Graph of a disjoint cluster of the HPRD dataset after analysis with our method using a cutoff of P < 10−6. Note that this cluster is featured in the BiNGO analysis results displayed in Table 4.

Figure 1 shows an interesting subnetwork with highly significant edges, genes (nodes) of large propensity, and genes with related functions. The Dishevelled 1 (Dvl1) member of this subnetwork is part of the wingless/Int (Wnt) signaling pathway. The Wnt pathway has a reciprocal signaling relationship with the hedgehog pathway, which requires oxysterols for optimal function (Corcoran et al., 2009). The Wnt hedgehog connection is important in stem cell renewal. Interestingly, oxysterol binding protein-like 3 (Osbpl3) is a member of the subnetwork as well as Dvl1. Furthermore, the subnetwork contains two membrane-associated proteins: mucolipin 3 (Mcoln3), a cation channel protein (Cuajungco and Samie, 2008) and aquaporin 2 (Aqp2), a water channel protein (Carbrey and Agre, 2009). An emerging theme in cancer research is the notion of evolving genetic networks (Maxwell et al., 2008). Networks constructed using the Poisson multigraph model can robustly identify unexpected connections with known oncogene pathways such as the Wnt pathway. These connections may ultimately suggest novel therapeutic strategies.

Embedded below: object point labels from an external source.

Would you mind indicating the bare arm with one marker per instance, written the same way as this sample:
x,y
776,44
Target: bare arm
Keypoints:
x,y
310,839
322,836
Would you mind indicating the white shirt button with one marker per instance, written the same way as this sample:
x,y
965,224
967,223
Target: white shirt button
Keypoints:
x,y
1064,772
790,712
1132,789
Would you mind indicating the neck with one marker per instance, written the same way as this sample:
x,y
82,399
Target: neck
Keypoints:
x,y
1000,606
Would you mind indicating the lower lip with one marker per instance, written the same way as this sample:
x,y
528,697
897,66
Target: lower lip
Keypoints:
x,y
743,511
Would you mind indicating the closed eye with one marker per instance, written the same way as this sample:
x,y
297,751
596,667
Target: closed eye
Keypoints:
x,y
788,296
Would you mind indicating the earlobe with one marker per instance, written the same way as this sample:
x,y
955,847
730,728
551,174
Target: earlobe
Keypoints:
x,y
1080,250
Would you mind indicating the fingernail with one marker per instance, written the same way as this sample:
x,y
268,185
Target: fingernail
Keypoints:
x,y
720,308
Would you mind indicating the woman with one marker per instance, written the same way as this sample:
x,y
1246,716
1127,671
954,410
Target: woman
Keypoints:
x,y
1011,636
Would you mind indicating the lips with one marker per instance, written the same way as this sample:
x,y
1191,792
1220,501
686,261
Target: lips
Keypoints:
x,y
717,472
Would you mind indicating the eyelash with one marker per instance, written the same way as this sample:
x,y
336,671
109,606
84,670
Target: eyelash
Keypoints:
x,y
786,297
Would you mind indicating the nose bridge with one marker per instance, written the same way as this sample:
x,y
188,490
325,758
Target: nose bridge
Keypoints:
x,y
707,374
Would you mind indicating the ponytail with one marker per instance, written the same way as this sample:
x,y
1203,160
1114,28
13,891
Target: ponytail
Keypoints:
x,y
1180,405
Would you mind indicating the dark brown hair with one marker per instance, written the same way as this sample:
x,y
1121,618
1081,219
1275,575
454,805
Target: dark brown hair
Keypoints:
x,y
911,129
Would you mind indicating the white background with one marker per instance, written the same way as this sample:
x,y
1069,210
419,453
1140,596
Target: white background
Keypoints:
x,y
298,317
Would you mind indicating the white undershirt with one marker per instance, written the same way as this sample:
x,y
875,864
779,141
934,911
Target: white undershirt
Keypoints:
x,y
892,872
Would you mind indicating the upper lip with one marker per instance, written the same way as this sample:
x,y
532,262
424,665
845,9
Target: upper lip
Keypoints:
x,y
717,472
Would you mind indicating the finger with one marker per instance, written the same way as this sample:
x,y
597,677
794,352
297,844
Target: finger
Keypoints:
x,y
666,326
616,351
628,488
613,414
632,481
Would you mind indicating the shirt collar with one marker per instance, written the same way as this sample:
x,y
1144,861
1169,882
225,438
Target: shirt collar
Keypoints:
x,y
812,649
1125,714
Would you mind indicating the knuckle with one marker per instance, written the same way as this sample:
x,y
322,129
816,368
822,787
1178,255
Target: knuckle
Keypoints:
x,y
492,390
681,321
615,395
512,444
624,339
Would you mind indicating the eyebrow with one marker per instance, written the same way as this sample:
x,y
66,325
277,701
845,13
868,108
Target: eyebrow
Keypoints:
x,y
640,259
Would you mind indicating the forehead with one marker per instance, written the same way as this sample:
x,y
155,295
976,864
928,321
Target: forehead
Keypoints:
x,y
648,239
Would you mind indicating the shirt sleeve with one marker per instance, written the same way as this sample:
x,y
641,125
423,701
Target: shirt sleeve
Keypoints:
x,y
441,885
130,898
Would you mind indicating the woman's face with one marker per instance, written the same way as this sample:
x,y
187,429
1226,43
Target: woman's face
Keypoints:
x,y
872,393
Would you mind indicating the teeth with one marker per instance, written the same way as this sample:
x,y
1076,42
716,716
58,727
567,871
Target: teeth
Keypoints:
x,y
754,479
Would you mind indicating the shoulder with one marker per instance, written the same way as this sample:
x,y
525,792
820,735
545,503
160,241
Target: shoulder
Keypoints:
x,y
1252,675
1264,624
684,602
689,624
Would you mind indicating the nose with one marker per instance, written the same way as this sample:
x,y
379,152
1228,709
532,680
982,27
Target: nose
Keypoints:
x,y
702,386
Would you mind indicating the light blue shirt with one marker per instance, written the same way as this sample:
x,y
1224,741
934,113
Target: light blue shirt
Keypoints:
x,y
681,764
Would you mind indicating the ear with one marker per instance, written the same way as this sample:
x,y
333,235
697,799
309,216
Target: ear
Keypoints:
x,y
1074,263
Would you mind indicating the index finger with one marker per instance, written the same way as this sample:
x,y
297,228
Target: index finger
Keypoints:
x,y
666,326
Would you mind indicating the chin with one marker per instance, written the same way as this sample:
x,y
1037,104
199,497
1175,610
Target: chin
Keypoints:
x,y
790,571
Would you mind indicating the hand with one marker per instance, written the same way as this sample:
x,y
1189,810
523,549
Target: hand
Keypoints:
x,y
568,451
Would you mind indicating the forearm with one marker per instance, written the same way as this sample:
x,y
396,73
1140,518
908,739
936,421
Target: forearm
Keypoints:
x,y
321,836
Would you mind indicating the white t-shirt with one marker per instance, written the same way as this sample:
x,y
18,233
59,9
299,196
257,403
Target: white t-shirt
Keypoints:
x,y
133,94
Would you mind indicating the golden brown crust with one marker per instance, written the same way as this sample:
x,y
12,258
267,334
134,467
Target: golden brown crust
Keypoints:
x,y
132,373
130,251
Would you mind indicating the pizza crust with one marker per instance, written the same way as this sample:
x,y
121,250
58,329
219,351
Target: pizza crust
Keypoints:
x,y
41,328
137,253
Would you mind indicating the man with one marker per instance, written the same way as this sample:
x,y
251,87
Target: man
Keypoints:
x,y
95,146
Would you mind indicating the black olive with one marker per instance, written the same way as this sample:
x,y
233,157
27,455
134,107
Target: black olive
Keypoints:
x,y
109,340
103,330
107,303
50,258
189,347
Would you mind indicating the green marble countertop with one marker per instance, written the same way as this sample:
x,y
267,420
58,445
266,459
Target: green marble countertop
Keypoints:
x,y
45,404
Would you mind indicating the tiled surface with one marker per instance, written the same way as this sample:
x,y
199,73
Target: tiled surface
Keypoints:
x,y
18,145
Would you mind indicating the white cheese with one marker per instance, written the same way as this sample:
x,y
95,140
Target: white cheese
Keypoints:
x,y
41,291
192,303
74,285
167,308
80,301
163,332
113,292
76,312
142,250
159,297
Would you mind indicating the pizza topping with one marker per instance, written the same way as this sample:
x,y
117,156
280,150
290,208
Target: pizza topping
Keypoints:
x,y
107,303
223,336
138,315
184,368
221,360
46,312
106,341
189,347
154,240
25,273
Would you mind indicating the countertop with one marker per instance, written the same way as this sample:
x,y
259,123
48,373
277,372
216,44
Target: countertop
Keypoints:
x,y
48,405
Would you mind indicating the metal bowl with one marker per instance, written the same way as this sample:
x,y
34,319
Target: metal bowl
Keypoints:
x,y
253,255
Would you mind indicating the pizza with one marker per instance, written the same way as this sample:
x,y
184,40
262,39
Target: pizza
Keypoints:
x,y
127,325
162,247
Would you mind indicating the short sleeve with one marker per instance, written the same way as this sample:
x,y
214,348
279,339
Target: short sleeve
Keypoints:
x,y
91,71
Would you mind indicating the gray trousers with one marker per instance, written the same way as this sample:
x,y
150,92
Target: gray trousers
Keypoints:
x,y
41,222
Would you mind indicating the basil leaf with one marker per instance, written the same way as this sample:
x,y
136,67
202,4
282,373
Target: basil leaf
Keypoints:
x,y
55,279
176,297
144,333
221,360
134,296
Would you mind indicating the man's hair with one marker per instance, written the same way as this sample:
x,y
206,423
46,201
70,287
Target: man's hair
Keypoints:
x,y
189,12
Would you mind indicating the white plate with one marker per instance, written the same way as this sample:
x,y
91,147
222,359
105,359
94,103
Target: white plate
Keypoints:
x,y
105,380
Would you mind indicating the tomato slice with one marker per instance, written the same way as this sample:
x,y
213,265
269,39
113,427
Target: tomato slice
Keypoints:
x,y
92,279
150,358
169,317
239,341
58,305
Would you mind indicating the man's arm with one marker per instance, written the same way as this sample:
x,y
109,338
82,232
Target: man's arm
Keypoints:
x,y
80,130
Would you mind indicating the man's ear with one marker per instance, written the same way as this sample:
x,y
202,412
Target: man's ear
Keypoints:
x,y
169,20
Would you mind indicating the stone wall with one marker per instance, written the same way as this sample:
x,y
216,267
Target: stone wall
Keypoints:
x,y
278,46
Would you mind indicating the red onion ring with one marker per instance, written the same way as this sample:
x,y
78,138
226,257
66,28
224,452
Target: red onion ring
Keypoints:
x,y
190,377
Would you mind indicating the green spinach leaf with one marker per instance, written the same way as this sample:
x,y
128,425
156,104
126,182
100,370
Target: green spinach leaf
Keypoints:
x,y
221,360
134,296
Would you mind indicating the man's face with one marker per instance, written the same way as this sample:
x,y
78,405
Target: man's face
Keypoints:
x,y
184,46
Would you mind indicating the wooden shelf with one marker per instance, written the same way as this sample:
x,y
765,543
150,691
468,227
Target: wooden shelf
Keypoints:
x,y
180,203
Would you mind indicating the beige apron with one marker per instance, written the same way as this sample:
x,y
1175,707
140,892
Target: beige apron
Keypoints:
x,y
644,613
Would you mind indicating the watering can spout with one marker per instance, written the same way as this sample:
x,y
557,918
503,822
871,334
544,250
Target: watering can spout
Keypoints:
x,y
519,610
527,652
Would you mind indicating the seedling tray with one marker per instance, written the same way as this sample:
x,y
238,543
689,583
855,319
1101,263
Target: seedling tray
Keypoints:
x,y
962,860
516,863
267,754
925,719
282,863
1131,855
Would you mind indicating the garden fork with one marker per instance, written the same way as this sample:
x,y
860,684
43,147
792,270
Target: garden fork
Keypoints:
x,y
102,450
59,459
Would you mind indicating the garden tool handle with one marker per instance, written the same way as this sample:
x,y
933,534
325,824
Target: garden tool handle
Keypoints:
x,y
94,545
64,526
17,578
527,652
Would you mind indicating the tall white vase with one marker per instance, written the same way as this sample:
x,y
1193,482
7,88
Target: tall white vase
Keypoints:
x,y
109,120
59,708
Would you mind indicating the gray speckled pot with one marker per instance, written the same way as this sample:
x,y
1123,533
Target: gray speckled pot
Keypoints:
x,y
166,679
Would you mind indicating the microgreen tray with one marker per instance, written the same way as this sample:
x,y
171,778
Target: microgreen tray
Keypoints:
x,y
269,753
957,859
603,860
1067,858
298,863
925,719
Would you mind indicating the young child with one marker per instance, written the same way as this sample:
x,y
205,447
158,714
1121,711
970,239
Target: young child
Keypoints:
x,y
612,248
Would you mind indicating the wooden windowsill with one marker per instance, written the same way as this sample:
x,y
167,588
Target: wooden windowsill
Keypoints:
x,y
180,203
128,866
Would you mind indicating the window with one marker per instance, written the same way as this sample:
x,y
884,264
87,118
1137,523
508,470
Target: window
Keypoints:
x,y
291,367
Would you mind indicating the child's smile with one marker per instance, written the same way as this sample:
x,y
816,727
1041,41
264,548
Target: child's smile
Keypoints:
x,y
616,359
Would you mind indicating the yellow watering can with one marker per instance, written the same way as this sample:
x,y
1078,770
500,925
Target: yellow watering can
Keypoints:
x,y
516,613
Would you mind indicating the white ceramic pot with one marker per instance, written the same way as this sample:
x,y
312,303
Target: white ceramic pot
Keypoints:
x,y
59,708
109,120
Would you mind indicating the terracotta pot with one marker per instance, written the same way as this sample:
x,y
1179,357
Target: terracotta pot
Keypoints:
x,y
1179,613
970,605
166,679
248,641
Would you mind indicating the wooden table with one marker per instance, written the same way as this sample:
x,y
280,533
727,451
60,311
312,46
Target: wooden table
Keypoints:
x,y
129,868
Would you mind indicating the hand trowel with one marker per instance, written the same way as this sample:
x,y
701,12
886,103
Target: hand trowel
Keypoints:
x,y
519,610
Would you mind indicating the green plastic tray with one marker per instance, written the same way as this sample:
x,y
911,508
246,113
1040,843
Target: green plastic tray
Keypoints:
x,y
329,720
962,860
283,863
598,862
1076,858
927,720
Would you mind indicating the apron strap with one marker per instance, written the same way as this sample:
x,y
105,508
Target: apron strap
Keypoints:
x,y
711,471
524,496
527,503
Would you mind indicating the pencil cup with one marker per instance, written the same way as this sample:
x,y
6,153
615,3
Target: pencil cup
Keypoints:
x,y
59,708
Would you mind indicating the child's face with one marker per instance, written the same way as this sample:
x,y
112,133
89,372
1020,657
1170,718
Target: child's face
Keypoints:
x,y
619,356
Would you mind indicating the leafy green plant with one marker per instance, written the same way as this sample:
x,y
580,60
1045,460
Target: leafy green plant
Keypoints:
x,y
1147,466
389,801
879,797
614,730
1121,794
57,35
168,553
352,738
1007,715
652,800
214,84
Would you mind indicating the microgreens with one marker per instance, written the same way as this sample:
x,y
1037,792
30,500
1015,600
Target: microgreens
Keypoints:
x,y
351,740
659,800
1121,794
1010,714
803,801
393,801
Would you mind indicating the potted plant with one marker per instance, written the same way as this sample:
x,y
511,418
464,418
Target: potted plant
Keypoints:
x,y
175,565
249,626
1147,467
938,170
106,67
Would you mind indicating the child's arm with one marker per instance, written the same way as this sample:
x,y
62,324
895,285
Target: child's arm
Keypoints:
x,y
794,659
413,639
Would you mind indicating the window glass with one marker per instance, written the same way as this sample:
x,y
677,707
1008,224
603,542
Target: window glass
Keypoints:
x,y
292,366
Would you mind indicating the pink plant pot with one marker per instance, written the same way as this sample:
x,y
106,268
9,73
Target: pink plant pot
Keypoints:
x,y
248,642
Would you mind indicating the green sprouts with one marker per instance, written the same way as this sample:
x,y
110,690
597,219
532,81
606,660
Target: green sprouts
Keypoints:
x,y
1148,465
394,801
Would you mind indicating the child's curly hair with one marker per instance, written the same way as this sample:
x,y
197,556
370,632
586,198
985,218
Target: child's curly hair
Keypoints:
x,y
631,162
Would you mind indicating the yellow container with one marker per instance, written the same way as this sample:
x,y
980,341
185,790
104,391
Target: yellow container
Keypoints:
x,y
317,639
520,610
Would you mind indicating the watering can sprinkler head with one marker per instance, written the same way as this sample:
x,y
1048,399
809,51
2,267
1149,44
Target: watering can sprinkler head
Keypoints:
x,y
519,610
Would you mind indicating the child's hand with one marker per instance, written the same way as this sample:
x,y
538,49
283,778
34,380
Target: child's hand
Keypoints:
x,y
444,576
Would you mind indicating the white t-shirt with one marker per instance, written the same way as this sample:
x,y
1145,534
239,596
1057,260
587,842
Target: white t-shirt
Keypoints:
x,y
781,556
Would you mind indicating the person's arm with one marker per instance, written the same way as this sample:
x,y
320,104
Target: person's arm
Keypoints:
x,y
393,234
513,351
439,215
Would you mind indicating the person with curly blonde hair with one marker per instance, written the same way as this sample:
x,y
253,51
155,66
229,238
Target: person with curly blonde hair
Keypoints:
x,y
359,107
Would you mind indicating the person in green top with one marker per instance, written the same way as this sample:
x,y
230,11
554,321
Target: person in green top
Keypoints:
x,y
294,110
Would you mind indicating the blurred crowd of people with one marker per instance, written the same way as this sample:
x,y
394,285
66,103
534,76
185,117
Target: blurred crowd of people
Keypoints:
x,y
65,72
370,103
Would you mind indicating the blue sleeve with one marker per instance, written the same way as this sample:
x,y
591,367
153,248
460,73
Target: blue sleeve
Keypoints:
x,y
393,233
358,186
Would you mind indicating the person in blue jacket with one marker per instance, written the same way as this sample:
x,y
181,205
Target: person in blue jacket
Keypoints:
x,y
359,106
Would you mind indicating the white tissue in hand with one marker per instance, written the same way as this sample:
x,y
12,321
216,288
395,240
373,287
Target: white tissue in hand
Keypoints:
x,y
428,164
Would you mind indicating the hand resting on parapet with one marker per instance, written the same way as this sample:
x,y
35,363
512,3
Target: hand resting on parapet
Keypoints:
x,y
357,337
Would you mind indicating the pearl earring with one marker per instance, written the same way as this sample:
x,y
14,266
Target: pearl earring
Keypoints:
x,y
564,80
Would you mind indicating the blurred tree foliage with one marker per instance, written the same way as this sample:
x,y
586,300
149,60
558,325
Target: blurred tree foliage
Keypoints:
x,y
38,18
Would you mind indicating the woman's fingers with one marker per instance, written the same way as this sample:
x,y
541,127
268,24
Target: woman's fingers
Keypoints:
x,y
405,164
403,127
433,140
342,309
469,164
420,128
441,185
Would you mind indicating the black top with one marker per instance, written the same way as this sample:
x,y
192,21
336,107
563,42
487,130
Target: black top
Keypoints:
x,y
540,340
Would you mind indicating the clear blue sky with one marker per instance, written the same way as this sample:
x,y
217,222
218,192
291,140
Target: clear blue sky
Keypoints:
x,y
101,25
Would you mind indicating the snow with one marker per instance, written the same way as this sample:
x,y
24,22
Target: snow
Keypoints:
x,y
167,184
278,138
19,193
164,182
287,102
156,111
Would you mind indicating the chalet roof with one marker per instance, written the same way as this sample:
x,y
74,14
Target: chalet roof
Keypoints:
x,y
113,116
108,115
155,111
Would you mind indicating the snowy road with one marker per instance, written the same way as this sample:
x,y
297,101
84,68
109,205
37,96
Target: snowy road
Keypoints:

4.3 Protein interactions via literature curation

With the advent of high-throughput experimentation, an enormous mass of information on protein interactions has accumulated. Because there was initially no universal format for presenting interactions, many of the early discoveries were useful only to the originating labs. This bottleneck forced coordination and eventually the construction of unified databases with fixed formats combining all of the published information. A notable example of this process of curation is the Human Protein Reference Database (Keshava Prasad et al., 2009). We downloaded Release 7 of the database and analyzed it with the random multigraph model.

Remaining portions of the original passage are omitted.